The museum has not disclosed the cost of the acquisition, which was covered by private donations. But board member Bill Royall, who with his wife, Pam, has been a longtime collector of Wiley’s art, told the trustees before they voted that this was a key moment for the institution and the city.
“It’s our opportunity to make a stand,” Royall said in an interview. “Richmond is the most important city for this discussion we’re having about the Lost Cause and statues, and I just thought this would be the time for our generation.”
“I’m tired of hearing — every time there’s a story in the press . . . it can’t mention Richmond without saying ‘the former capital of the Confederacy,’ ” Royall said. “It’s time to get past that.”
State Sen. Jennifer L. McClellan (D-Richmond) grew up feeling torn about the city’s famous monuments. Today she lives a few blocks from the epic statue of Confederate Gen. Robert E. Lee that forms the focal point of Monument Avenue.
“I drive past it every day on my way to the Capitol, where he took command to lead the [Confederate] army,” McClellan said. As a black elected official, “I am my ancestors’ wildest dreams come true, and I am probably every one of those men’s worst nightmare,” she said.
So far, community reaction has been positive, though the museum has beefed up security.
The Virginia Flaggers, a group of Confederate enthusiasts who wave battle flags in front of the museum about once a week, made no appearance last week as the site was being prepared for the statue. The group could not be reached for comment.
On Monument Avenue, a preservation society that has argued that the Confederate monuments should remain but be placed into historical context took a vote of support for “Rumors of War.”
“Absolutely — it’s fantastic,” said Bill Gallasch, president of the Monument Avenue Preservation Society. “Put in new statues that tell a more complete story. . . . We all gotta live in this world, so let’s make the best of it.”

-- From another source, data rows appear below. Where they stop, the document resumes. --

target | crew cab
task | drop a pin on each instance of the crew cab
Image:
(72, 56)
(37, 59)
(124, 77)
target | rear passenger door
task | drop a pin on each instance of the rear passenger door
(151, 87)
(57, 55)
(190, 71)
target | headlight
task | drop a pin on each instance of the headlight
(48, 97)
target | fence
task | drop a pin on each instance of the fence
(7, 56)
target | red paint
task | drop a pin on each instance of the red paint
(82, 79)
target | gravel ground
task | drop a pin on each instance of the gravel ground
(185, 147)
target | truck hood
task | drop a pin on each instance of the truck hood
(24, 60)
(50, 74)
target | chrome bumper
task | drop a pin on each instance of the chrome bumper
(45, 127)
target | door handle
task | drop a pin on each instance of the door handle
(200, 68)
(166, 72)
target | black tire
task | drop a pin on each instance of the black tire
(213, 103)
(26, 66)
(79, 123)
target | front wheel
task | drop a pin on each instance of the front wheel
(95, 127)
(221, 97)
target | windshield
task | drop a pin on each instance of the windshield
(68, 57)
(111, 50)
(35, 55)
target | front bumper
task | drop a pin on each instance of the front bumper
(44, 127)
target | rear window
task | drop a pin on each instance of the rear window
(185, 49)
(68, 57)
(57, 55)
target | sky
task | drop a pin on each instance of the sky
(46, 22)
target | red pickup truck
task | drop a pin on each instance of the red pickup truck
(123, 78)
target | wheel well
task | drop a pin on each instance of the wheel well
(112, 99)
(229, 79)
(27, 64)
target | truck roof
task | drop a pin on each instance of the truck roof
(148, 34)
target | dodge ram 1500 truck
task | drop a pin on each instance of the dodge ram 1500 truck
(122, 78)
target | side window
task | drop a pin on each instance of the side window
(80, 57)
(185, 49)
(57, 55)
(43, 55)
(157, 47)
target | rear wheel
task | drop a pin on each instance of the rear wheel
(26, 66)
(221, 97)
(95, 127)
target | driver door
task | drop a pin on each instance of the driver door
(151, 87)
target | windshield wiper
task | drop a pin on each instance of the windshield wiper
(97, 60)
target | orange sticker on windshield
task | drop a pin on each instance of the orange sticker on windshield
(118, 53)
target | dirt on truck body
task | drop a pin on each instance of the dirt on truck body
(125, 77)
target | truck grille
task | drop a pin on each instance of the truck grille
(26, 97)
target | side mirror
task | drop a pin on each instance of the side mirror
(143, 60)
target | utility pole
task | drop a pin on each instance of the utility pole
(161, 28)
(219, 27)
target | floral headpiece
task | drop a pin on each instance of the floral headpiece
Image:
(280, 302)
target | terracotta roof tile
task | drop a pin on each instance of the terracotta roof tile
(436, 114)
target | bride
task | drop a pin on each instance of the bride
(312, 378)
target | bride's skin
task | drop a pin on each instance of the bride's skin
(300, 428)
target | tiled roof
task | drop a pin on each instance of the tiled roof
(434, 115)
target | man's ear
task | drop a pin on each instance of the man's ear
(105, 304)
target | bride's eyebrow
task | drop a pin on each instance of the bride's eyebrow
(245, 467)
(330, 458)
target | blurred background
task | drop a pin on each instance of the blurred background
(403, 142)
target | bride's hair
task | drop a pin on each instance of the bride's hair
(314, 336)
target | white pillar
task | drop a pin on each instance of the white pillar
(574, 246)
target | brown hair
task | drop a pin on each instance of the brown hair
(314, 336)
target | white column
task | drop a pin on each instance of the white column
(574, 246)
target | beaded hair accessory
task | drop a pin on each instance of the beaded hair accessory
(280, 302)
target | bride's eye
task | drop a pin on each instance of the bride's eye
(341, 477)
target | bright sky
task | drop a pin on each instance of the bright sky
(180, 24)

The statue was cast in Shanghai and shipped from Hong Kong to New York in four pieces: the base with three horse legs; the body of the horse with the legs of the rider; the horse’s raised front right leg; and the upper body of the rider. It was assembled in New York for a debut in Times Square in September, then disassembled and trucked down to Richmond.
The Richmond site was selected for maximum visibility. Wiley had said he wanted to replicate the Stuart statue’s place in the center of a traffic circle; “Rumors of War” stands along Arthur Ashe Boulevard on an island between two driveways leading onto the museum grounds.
Late Friday afternoon, when the statue was fully assembled, Paul and Monique Flowers arrived at the museum for an evening jazz concert. The two, both African American and lifelong Richmonders, were unprepared for the statue that greeted them out front.
“It’s amazing. Amazing,” Paul Flowers, a pastor, repeated in a hushed voice. “I never thought I would see this day.”
“It’s beautiful,” said Monique, a middle school teacher. “The details of his features — showing the beauty of the ethnicity . . .” Her voice trailed off. Then she noticed one more detail.
“And the fact that the statue itself is all black, it’s just beautiful. Everything is black, just solid black.”